また、飛鳥時代に大陸から伝来した伎楽で使われた仮面や装束の本来の姿を再現して展示する。現存する伎楽面のほとんどが奈良時代の作であるのに対し、法隆寺献納宝物の伎楽面には、それより古い飛鳥時代の作が含まれている。東京国立博物館と文化財活用センターは、現存する資料から色やかたちについての検討を重ね、本来の姿を再現した伎楽面と伎楽装束を製作した。

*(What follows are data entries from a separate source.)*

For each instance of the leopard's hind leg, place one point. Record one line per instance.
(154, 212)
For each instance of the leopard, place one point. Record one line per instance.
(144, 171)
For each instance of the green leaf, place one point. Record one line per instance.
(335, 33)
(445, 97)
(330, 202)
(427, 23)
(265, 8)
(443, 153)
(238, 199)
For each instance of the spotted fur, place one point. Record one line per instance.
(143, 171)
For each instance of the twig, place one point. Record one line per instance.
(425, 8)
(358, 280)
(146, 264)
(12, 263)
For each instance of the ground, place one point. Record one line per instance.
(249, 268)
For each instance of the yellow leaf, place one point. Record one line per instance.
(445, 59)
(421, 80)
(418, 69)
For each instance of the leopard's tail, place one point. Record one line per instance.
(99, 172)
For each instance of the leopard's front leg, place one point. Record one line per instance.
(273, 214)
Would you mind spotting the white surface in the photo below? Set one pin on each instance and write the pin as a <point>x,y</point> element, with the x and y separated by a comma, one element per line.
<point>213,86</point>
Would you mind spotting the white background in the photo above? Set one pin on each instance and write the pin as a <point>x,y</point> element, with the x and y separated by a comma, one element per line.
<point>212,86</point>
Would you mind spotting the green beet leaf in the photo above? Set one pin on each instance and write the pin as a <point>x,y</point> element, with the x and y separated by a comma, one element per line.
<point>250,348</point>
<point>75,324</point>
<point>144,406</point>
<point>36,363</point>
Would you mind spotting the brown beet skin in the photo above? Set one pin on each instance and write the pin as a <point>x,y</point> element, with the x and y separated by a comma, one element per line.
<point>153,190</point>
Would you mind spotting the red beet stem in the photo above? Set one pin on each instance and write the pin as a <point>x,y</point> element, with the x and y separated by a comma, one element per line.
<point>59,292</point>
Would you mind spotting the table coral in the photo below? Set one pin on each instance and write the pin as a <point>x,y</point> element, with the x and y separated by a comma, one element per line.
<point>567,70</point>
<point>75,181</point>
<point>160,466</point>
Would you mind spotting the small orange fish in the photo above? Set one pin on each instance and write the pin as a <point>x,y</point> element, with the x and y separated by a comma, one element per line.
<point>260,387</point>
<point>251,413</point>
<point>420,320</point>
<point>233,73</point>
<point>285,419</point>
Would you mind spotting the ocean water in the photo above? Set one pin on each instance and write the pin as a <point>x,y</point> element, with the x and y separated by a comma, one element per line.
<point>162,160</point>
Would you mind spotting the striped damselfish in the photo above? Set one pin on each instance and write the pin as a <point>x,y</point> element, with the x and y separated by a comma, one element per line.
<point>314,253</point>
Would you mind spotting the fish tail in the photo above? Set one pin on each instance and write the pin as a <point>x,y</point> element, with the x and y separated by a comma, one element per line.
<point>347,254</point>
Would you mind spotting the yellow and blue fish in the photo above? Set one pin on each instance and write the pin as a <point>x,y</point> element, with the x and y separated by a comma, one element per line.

  • 復元模造 伎楽面・伎楽装束 ※半年毎に展示替、ケース内展示

総合文化展観覧料は、一般1,000円、大学生500円、高校生以下および満18歳未満、満70歳以上は無料。

8月1日からは「法隆寺金堂壁画」をテーマに、臨場感あふれるグラフィックパネル(複製)と、大型8Kモニターで絵の詳細まで自在に鑑賞できるデジタルコンテンツを展示する。